At this second discharge the drummer went furious. To be fired on casually and without any provocation whatever! With his good arm, he flung his carbine along the top of the bags leveled down, and fired at the captain. At his first movement, however, the sailor had dropped down and disappeared below the garboard of the schooner.

The American fired two vicious shots at the place where the captain must have been prone. Then he glared at the vacant deck, with the bitterest sense of injury he had ever known. To be fired upon when he was seeking aid and comfort—to be shot at like a rat!

His feeling of injury became so intense he burst out cursing the invisible sailor, loading him with every obscene and profane qualification. With his carbine leveled over the bags, he swore furiously for two or three minutes.

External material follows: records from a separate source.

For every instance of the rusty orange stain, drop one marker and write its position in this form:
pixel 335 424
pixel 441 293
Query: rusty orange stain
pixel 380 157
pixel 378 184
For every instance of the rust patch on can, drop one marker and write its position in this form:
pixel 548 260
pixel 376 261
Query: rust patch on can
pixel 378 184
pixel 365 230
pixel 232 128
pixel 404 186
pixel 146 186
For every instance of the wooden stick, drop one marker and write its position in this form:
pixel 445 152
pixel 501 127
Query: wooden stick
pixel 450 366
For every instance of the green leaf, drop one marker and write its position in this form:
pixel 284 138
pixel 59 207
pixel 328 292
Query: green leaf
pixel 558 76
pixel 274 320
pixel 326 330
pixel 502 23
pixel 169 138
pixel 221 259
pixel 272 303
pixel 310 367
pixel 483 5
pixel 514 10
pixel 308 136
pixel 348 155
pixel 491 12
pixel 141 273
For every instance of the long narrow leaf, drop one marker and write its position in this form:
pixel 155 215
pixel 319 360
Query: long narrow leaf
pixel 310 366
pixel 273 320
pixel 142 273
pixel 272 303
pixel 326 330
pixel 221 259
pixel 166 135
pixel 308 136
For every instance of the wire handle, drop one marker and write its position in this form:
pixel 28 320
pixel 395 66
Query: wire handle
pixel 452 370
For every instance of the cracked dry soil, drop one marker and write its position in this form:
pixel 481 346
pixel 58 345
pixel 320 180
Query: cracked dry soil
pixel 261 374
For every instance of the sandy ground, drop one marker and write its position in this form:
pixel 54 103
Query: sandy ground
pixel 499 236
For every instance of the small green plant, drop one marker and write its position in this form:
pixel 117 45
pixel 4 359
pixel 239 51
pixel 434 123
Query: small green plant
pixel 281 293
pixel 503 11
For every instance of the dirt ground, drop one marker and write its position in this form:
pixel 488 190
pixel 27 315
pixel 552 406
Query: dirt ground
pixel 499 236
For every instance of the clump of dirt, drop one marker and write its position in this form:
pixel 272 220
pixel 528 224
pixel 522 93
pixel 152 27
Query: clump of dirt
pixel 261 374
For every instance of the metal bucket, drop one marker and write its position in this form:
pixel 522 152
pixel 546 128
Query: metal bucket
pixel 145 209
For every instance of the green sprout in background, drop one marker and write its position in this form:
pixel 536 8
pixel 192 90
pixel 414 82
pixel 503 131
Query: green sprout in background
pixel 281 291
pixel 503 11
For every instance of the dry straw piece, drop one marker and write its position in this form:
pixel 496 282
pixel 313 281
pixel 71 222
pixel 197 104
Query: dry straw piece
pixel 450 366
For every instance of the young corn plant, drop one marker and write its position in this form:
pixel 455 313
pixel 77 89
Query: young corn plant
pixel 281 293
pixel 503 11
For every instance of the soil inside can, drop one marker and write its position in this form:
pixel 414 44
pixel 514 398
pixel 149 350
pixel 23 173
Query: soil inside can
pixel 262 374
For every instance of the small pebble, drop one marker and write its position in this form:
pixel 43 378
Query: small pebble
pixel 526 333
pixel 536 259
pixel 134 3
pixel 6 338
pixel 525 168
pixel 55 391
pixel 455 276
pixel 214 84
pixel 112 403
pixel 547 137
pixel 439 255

Then he began to repeat his oaths, and presently fizzled out through a mere sense of rhetoric. Then he damned his enemy for a coward, and invited him to stand up like a man and get killed.

Passed a slight interim, and a voice behind the gunwale, but considerably removed from where the fellow had disappeared, called out, "Señor!"

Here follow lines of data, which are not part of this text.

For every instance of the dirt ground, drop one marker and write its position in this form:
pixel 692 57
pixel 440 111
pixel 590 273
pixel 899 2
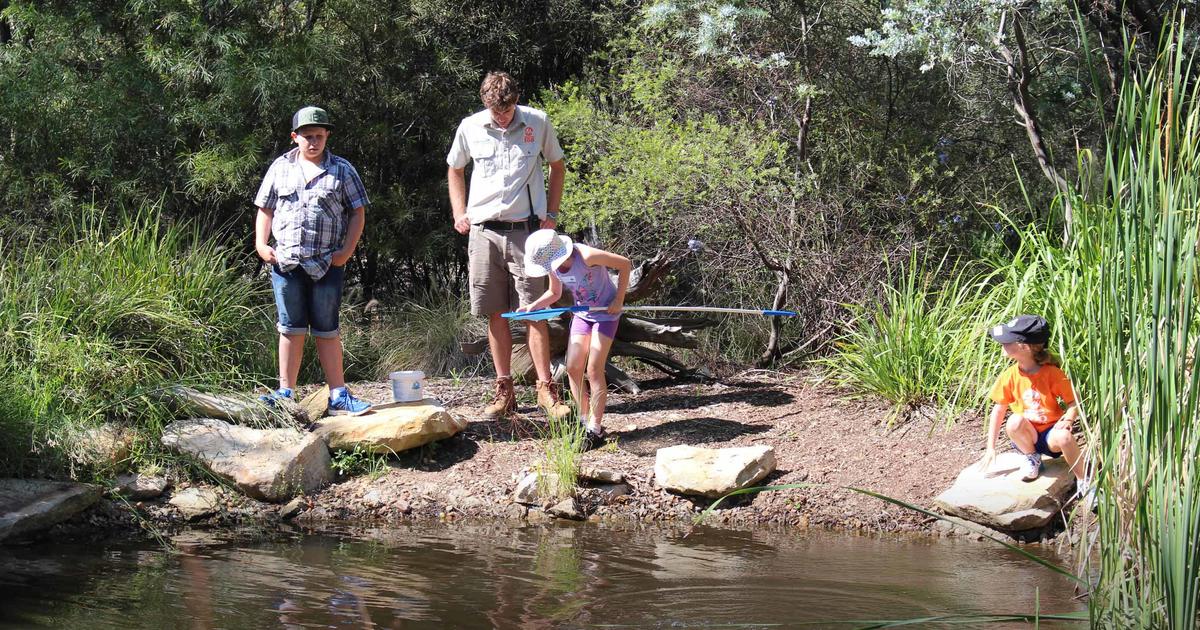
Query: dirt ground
pixel 821 436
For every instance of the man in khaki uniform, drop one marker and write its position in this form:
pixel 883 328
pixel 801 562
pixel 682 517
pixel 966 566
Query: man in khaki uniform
pixel 508 198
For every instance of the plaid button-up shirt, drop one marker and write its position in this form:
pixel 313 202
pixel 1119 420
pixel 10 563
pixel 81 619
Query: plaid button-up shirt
pixel 310 215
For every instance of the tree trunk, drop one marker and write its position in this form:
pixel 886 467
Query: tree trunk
pixel 5 28
pixel 1018 67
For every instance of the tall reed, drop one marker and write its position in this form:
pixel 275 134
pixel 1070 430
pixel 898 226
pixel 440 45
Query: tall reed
pixel 1144 390
pixel 1122 298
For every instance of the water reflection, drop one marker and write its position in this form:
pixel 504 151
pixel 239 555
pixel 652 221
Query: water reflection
pixel 529 577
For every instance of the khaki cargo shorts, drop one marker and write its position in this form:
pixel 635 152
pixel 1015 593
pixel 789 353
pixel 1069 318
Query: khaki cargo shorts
pixel 496 269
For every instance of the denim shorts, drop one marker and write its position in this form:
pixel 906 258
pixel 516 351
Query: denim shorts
pixel 581 327
pixel 1043 447
pixel 305 304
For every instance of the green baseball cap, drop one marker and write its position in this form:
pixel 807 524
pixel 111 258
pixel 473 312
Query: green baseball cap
pixel 309 117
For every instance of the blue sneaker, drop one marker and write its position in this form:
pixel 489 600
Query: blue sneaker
pixel 345 403
pixel 273 399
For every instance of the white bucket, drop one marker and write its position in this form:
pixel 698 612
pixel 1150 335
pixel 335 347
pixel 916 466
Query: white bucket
pixel 407 385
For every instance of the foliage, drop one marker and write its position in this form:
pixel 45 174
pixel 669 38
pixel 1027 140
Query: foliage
pixel 186 103
pixel 421 334
pixel 562 445
pixel 916 347
pixel 359 461
pixel 100 318
pixel 1122 299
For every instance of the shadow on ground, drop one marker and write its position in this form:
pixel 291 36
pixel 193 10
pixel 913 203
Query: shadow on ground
pixel 760 395
pixel 438 456
pixel 691 431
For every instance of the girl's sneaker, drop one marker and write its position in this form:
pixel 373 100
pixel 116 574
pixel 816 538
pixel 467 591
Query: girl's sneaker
pixel 1086 493
pixel 345 403
pixel 1031 467
pixel 594 439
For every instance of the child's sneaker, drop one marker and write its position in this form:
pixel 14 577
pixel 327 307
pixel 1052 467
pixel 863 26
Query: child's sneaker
pixel 345 403
pixel 1086 493
pixel 594 439
pixel 1031 467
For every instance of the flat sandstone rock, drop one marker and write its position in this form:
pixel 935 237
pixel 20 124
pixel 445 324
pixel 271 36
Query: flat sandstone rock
pixel 34 504
pixel 391 427
pixel 712 472
pixel 1001 501
pixel 270 465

Through some strange reaction, this placating "Señor" added fuel to Strawbridge's wrath. He broke out again, howling, swearing, and urging the captain to get up and be shot.

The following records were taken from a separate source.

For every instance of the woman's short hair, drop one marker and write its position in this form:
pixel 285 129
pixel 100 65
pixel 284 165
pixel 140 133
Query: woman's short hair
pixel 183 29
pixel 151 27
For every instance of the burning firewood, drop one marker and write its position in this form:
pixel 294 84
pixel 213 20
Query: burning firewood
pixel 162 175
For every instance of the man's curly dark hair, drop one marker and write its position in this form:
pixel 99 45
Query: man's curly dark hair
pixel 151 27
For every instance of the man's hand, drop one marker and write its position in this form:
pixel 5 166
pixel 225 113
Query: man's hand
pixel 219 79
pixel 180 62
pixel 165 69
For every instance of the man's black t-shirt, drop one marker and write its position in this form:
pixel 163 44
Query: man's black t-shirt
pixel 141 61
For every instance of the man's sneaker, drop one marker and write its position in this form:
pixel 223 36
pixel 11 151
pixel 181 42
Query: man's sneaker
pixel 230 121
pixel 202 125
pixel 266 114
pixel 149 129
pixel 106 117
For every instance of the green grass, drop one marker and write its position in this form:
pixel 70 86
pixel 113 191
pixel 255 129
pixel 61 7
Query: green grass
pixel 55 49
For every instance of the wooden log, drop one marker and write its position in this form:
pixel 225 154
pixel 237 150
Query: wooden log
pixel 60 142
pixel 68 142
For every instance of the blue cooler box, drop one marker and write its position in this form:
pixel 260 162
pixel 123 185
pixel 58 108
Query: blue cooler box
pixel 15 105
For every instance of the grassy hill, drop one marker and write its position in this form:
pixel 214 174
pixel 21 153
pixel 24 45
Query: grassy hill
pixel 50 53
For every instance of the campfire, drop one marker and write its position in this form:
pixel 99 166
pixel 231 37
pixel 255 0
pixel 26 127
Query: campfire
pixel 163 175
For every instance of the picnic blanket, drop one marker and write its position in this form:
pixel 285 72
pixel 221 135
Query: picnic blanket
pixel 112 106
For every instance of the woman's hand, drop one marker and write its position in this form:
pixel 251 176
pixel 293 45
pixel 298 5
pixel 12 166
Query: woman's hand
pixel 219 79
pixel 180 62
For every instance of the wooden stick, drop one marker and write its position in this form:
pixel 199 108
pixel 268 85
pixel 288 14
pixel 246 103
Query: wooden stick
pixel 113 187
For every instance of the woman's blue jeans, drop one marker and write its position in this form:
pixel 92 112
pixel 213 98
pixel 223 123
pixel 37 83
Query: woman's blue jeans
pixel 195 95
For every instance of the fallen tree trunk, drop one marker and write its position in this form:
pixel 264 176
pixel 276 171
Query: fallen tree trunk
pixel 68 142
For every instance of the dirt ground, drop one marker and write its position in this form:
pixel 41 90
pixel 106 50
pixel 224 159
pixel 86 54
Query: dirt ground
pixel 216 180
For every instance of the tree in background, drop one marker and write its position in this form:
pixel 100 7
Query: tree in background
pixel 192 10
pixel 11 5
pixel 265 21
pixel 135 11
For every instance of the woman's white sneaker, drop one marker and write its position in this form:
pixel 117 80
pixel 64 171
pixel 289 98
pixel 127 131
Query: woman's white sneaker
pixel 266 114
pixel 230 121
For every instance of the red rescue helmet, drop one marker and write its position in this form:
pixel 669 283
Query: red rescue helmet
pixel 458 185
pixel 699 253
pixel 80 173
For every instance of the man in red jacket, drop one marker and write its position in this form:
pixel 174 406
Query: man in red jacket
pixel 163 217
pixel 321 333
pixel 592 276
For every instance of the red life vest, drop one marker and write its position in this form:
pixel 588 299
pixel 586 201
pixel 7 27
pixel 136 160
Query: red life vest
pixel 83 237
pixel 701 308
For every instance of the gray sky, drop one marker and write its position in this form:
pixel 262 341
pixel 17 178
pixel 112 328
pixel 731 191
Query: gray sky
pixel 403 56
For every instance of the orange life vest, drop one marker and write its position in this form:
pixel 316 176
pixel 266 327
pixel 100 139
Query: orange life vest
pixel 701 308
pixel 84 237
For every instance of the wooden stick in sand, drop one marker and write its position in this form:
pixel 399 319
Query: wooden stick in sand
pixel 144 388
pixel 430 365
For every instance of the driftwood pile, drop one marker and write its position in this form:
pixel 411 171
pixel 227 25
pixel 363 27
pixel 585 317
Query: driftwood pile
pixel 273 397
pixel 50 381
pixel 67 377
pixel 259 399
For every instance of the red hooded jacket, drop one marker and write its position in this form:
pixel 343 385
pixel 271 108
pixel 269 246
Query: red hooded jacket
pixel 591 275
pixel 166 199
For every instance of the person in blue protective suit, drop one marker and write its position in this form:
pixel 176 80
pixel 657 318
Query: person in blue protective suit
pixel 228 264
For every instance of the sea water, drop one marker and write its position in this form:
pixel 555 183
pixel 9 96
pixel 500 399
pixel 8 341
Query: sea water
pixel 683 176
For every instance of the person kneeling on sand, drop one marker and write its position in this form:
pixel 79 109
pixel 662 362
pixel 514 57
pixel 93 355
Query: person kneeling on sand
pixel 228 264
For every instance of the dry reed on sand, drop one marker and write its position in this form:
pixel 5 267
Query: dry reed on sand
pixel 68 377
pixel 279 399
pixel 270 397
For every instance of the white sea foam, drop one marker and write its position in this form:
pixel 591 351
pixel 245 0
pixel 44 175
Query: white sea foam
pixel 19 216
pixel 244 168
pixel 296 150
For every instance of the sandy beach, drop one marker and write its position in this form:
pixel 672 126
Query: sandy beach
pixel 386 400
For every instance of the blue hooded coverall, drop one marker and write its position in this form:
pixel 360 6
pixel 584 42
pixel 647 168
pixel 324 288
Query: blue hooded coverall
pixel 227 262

But the captain conducted his end of the conversation from cover.

"Señor," he repeated without any resentment in his tone, "are you not a revolutionista?"

"No!" yelled Strawbridge. "I'm a decent American citizen down in this hell-fired country...." He continued this strain upward half a minute.

When he became silent again, the hidden one ejaculated mildly:

"Caramba! How should I know you were an Americano, señor?"